One movie review by Alison Ross
"Juno": A Barren Affair
by Alison Ross
So I had some time to kill on a flight back from San Francisco (lovely city, but too damn chilly), and I decided to slay it with a flick. I truly miss the halcyon daze when the already-inflated price of a plane ticket actually afforded you a meal and a movie on board. Now you gotta pay for both, dammit, and I’ve no doubt that the Delta execs still swim in the loot, while us hapless proletariats pick at seat-crumbs and attempt to entertain ourselves jitterbugging to turbulence and avidly anticipating the seatbelt sign de-illumination. But I digress.
So anyway, long story short: I swiped my card for "Juno." Six bucks for an Oscar-nommed celluloid feature can’t go to waste, I figger. But oh, how wrong I was. I mean, would someone please tell me why critics and the masses alike are lactating all over this film? It’s way too self-consciously “hip” and it’s fluffy as cotton candy to boot. Now I have no prob with fluffy flicks, but this film has pretenses toward Something Deep, and I hate that. The soundtrack, a nauseatingly cutesy pseudo-indie concoction, is spattered all over the film (seriously, those songs sound like Suzanne Vega’s fetuses singing (don’t get me wrong - Vega is talented, but her fetuses are not) ), and the dialogue is saturated with oh-so-clever teen colloquialisms. Yeah, sure, the actress who plays Juno is pretty good, but she AIN’T worth no Oscar nom, given that she basically stole her shtick from the much-savvier Genene Garafalo anyway, and she sure as hell don’t look 16 (cuz she ain’t).
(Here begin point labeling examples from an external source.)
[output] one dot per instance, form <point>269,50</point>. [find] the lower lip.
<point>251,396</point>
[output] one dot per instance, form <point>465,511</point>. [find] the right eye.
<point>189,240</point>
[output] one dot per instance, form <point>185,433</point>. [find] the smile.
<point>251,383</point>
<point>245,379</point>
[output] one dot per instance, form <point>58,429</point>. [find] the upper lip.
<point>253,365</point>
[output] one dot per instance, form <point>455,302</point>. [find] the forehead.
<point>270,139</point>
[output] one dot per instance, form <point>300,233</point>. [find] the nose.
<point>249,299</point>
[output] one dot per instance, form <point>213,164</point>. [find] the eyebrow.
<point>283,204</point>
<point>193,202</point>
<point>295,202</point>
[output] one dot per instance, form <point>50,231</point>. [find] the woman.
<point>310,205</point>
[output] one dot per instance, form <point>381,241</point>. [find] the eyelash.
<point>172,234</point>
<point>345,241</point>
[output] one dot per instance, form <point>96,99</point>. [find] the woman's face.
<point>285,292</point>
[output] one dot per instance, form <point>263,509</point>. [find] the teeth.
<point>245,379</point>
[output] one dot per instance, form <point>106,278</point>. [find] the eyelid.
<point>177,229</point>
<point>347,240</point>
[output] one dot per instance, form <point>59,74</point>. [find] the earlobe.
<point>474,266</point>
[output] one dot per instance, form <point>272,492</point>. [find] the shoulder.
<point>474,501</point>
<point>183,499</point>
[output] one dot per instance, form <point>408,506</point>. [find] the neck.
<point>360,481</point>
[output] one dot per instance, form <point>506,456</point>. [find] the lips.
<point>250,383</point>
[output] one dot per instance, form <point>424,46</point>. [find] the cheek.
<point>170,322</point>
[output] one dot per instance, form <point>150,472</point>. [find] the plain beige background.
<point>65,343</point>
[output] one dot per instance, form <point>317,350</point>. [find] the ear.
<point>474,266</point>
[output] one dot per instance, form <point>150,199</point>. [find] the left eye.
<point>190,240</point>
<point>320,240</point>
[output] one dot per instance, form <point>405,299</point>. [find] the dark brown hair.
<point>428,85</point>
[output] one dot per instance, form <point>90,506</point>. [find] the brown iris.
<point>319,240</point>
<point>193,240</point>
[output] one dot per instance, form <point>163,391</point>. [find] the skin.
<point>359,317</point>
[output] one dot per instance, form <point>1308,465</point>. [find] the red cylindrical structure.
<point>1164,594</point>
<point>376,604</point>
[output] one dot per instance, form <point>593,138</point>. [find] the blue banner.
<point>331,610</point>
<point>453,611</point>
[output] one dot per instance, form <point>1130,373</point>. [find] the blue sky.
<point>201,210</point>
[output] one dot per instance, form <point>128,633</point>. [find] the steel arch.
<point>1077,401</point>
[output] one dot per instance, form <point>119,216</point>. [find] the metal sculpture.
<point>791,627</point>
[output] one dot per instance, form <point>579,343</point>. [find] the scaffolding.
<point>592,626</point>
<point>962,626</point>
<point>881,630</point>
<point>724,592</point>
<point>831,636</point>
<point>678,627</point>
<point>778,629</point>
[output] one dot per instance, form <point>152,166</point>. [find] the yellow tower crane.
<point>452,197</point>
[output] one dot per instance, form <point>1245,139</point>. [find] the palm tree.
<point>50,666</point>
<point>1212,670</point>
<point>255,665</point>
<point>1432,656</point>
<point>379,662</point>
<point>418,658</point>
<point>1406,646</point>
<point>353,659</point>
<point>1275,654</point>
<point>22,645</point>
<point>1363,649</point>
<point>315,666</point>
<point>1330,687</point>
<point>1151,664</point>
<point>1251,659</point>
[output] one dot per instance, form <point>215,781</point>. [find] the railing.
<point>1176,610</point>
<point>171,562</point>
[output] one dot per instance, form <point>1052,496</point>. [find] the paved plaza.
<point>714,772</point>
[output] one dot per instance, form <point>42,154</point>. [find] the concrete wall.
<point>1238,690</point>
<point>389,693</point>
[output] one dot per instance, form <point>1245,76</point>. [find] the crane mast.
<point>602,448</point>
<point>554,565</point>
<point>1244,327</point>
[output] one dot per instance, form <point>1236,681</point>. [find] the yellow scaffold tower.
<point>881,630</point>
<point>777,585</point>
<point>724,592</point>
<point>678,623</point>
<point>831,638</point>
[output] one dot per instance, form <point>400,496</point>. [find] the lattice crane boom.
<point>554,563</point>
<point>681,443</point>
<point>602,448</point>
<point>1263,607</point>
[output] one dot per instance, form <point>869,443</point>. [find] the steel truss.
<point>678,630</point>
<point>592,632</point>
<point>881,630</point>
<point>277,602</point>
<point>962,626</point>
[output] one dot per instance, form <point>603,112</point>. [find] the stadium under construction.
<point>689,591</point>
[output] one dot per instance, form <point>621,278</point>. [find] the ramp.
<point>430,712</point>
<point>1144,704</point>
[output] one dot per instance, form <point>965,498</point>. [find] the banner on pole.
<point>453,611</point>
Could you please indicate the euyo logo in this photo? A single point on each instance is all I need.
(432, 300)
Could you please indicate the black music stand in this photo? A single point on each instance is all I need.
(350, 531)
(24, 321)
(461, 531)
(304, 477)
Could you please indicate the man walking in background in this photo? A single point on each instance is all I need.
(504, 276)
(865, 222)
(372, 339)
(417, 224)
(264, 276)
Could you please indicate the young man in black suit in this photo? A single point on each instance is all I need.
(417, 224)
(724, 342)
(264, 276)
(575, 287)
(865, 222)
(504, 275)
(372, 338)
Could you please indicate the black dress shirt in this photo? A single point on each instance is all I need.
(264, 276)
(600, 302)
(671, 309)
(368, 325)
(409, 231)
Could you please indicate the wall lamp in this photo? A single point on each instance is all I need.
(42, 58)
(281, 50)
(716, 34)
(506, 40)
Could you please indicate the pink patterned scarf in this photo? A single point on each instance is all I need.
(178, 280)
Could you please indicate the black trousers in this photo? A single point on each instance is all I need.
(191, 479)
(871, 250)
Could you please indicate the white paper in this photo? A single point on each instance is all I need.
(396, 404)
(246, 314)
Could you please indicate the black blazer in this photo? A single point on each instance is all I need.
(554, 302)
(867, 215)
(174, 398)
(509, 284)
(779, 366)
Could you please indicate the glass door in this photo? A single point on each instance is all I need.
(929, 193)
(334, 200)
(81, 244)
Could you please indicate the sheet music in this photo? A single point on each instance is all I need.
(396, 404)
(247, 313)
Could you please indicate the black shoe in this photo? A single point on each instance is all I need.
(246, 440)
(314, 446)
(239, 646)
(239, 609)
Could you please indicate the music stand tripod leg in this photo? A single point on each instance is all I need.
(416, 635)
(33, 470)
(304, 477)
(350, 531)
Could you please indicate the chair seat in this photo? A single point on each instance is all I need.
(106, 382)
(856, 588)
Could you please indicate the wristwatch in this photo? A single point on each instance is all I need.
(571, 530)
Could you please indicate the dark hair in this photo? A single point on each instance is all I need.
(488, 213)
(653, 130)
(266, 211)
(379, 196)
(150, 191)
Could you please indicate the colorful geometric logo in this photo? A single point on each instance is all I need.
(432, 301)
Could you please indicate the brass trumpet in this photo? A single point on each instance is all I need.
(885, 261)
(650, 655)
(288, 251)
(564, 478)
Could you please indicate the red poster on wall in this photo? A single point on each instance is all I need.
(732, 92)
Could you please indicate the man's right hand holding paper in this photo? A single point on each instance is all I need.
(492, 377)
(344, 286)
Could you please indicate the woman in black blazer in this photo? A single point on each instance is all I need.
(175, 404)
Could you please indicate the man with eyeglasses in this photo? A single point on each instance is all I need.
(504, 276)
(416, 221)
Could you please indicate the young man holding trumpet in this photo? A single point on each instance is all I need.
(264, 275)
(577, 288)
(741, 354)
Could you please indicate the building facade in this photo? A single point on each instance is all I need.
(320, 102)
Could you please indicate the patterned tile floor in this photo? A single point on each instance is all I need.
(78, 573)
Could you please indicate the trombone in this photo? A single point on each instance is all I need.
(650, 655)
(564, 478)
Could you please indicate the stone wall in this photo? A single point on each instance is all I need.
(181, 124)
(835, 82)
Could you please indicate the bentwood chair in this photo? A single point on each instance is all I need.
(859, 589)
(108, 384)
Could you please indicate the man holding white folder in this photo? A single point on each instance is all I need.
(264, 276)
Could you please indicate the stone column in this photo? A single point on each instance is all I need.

And another thing. I realize that it’s perfectly valid to make a film about a debutante who gets knocked up and decides against abortion in favor of adoption, since those things do happen. I also realize that such movies don’t mandatorially have to have a political dimension. But dammit, the flick almost seems to propagate some sort of subliminal subtext to induce people into negating the option of abortion. For as ambivalent as I am about abortion, it goes against women’s rights to dissuade it or, gasp, prohibit it, and abortion is CERTAINLY often a more humane option than giving the baby up for adoption, given the epidemic surplus of unwanted children, and given that a child who is lucky enough to be adopted will often suffer severe self-esteem defecits. I’m not against adoption at all, of course, and I have adopted friends who are healthy and happy, but it’s just plain sick to suggest that giving a kid up for adoption is inherently more humane than aborting the fetus. There are certainly times for both, but don’t make sweeping statements that adoption is typically the “better” choice. At least, that’s what I got from the film. Perhaps "Juno" is just an anti-abortion propaganda film dressed up in trendy disguise?
Or perhaps I am completely misguided and the film is simply showing the consequences of choice. Either way, it felt contrived to send some sort of coded message about abortion as an unsavory option.
Of course, some critics have embraced the character of Juno as being a feminist hero owing to her sassy confidence and feisty independence. But then, Juno’s clinging to an older male and the film’s romantic culimation kind of decimate that theory altogether, huh?
And don’t get me started on the rambling story, weak parallel plot or the tepid acting by just about everyone else in the film.
Really, I might well have just bought a cocktail with that six bucks and drunkenly played inflight trivia the entire time. That likely was an activity more pregnant with possibility than the barren "Juno."